What Does "Contribution to Society" Have to Do With "Equality"?
So, last Thursday night, Geoff and Julie and I debated what "equality" meant when it came to people with disabilities. I got it down to "equal opportunity", which thoroughly confused Geoff (and with good reason, as I was thinking of this graphic and substituting "equal" for "Fair" in my mind):
But I worked it out. I won't go into the protracted train of thought that led there, especially after reading Ellen Seidman's blog, but it all became to me Friday when I was writing on tumblr:
"I’ve been thinking about this quote: ”Fair isn’t everybody getting the same thing…fair is everyone getting what they need to succeed.”
But there’s an implication there that not everyone is equal.
Maybe everyone is equal in that we’re all equally deserving of fair treatment?
Glad I worked that out…only took me all day…"
It'd be such a cool world if we could get it through our heads that everyone, regardless of ability level (or race, or gender, or sexual preference, or religion...you get the picture) is equally deserving of what they need to become what they consider successful (within limits, of course. I don't think that society could in good conscience support people to become successful ax murderers).
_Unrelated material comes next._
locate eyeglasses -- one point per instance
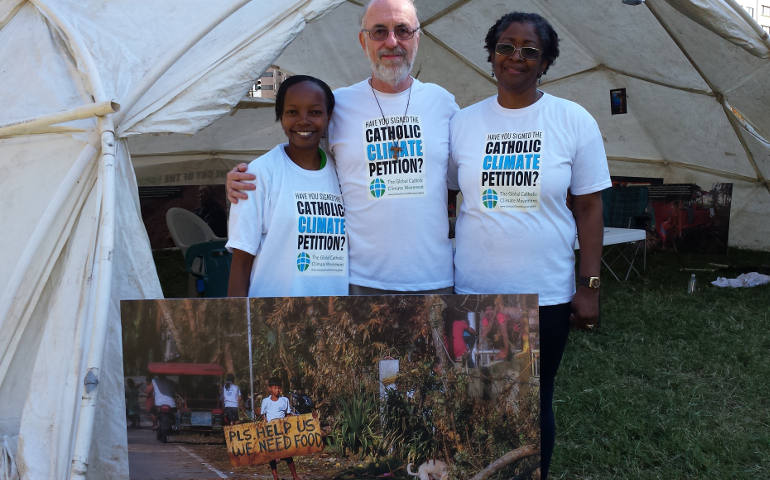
(507, 50)
(402, 32)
But that's not my point. I'm trying to say that even the people who look the least "successful" in society's eyes still make a contribution to society in all sorts of ways and may be quite happy in life. So social support can't be reserved for who has the potential to make the greatest contribution to society. If we're truly all equal, we should truly be regarded as having limitless potential and the advantage of government systems that nurture it.
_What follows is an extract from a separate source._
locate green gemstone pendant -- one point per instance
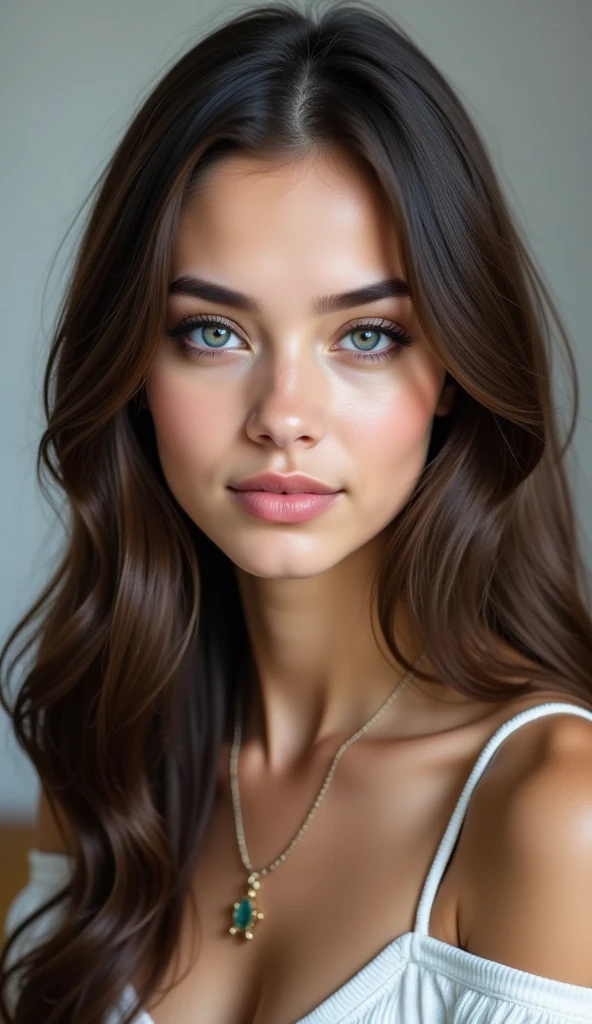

I'm looking forward to seeing how Max continues to contribute to society as he grows up. I hope that Ellen Seidman will keep blogging so that we can continue with her family on their journey. Do yourself a favour and go read the "My Child with Special Needs is Not a Burden to Society" post on Ellen Seidman's blog: http://www.lovethatmax.com/2012/06/my-child-with-special-needs-is-not.html
What's your greatest contribution to society?